馬掘という地名は、上総国から海を泳いで渡ってきた荒馬が、小原台という丘に住み着き、土を掘ったら水が湧き出て、その水を飲んだ荒馬が後に源頼朝の愛馬になったという言い伝えから、地元民はそこを「馬掘の里」と呼ぶようになったらしい。
走水の由来は古事記にまで遡る。ヤマトタケルとその妻弟橘姫が上総国へ渡る際、海神の怒りに触れ、沈没しそうになった。弟橘姫はその怒りを鎮めるため、自ら入水し海神の怒りを治め、一行を乗せた船は海を走るように進んでいった、という伝説だ。
それから千幾百年余りが過ぎ、八百万の神々の町も今ではすっかりヤシの木の生い茂る海水浴場になった。夏ともなると家族連れやカップルが大挙して押し寄せ、毎年大量のゴミを残していく。
人混みの苦手な僕は、そういった喧騒からちょっと離れた場所にある『かねよ食堂』という店を時々訪れる。小原台の山と、走水の海に挟まれたとても落ち着いた雰囲気の店だ。
店に入ると、懐かしの黒電話やボロストーブや幾何学アートなどのインテリアが目に付く。旅と波乗りが好きらしい店長さんの趣味だ。
メニューを見ると、走水近海で取れた地魚の刺身やスープが多い。なんでも、店長さんの父親が漁師で、取れた魚を直接料理しているそうだ。
「夏っぽい料理をください」
と言ったら、地ダコと三崎マグロの2色丼とメキシカンタコスが出てきた。
なぜタコス?と思ったが、これが意外に美味い。口に入れると、ぱりっと歯切れ良い音がして、噛むほどにモチモチとした食感が楽しめる。

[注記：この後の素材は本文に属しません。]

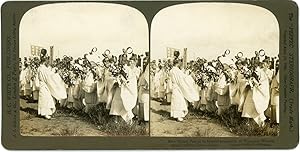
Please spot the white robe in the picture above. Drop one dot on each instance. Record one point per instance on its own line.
(125, 97)
(50, 85)
(275, 96)
(257, 99)
(181, 91)
(144, 94)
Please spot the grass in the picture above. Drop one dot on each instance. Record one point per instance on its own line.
(232, 120)
(99, 116)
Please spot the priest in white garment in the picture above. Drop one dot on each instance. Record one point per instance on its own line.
(50, 86)
(257, 99)
(125, 96)
(181, 91)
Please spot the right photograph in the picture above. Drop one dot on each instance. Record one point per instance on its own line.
(214, 71)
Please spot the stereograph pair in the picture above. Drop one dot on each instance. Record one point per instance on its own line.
(177, 69)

中身はトマトやレタスやアボカド、豚肉など至ってシンプルで、ソースの香草の香りでよりさっぱり食べられ、なるほど夏っぽいな、と納得できた。
2色丼の方も、近海で取れた地ダコと、有名な三崎のマグロの上に香草を乗っけたシンプルな物だ。取れたて新鮮なのでそれぞれ単体でも風味が良く、しそとわさびがさらに香りを際立たせる。
食べ終えた満足感を堪能するため浜辺で一服していると、涼しい風が吹いてきた。
山の木陰から吹いているからなのか、甘い、ふっくらとした土のような匂いも一緒に運ばれてきた。子供の頃から野山を遊び場にしていた僕にはどこか懐かしく、またこの季節がやってきたんだな、と感じさせた。

そんな週末の昼下がりにも、弟橘姫の海は、静かに、静かに、その波の営みを続けていた。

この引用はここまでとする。